Although Orthodox Services can very often be elaborate, solemn, and lengthy, they express a deep and pervasive sense of joy. This mood is an expression of our belief in the Resurrection of Christ and the deification of humanity, which are dominant themes of Orthodox Worship. In order to enhance this feeling and to encourage full participation, Services are always sung or chanted.
Worship is not simply expressed in words. In addition to prayers, hymns, and scripture readings, there are a number of ceremonies, gestures, and processions. The Church makes rich use of non verbal symbols to express God’s presence and our relationship to Him. Orthodoxy Worship involves the whole person; one’s intellect, feelings, and senses.
Services in the Orthodox Church follow a prescribed order. There is a framework and design to our Worship. This is valuable in order to preserve its corporate dimension and maintain a continuity with the past. The content of the Services is also set. There are unchanging elements; and there are parts which change according to the Feast, season, or particular circumstance. The regulating of the Services by the whole Church emphasizes the fact that Worship is an expression of the entire Church, and not the composition on a particular priest and congregation.

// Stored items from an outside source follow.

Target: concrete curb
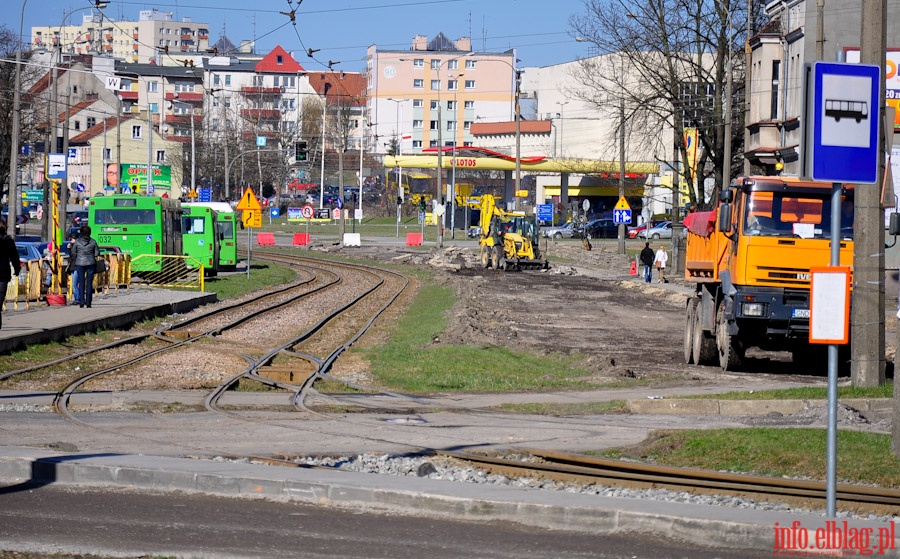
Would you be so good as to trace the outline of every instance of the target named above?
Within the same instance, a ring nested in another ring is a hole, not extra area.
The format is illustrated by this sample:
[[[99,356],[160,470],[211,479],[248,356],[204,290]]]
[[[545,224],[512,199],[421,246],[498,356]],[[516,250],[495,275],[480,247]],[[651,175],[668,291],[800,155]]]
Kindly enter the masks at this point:
[[[334,470],[291,469],[213,460],[121,454],[63,454],[0,447],[0,479],[188,492],[360,507],[436,518],[502,520],[545,529],[640,533],[705,547],[773,549],[776,522],[824,526],[821,516],[685,503],[599,497],[561,491],[466,484]],[[855,527],[884,523],[853,521]],[[900,542],[898,542],[900,543]]]
[[[847,398],[838,403],[861,412],[890,413],[890,398]],[[824,400],[716,400],[706,398],[660,398],[627,400],[628,411],[636,414],[684,415],[790,415],[825,404]]]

An important secondary purpose of Worship is the teaching of the Faith. There is a very close relationship between the Worship and the teachings of the Church. Faith is expressed in Worship, and Worship serves to strengthen and communicate Faith. As a consequence, the prayers, hymns, and liturgical gestures of Orthodoxy are important mediums of teaching. The regulating of the Services also serves to preserve the true Faith and to guard it against error.
The celebration of the Divine Liturgy and the Sacraments is always led by an ordained clergymen. In the local parish, this will generally be a priest who acts in the name of the bishop, and who is sometime assisted by a deacon. When the bishop is present, he presides at the Services. The vestments of the clergy express their special calling to the ministry as well as their particular office.
Since Worship in Orthodoxy is an expression of the entire Church the active participation and involvement of the congregation is required. There are no “private” or “said” Services in the Orthodox Church and none may take place without a congregation. This strong sense of community is expressed in the prayers and exhortations which are in the plural tense. The congregation is expected to participate actively in the Services in ways such as: singing the hymns; concluding the prayers with “Amen”; responding to the petitions; making the sign of the Cross; bowing; and, especially, by receiving Holy Communion at the Divine Liturgy. Standing is the preferred posture of prayer in the Orthodox Church. The congregation kneels only at particularly solemn moments, such as the Invocation of the Holy Spirit during the Divine Liturgy.
The Litany is an important part of Orthodox Services. A litany is a dialogue between the priest or deacon and the congregation, which consists of a number of prayer-petitions, followed by the response “Lord, have mercy” or “Grant this, O Lord.” Litanies occur frequently throughout the Services and often serve to distinguish particular sections.
Orthodox Worship has always been celebrated in the language of the people. There is no official or universal liturgical language. Often, two or more languages are used in the Services to accommodate the needs of the congregation. Throughout the world, Services are celebrated in more than twenty languages which include such divers ones as Greek, Slavonic, Arabic, Albanian, Rumanian, English, and Luganda.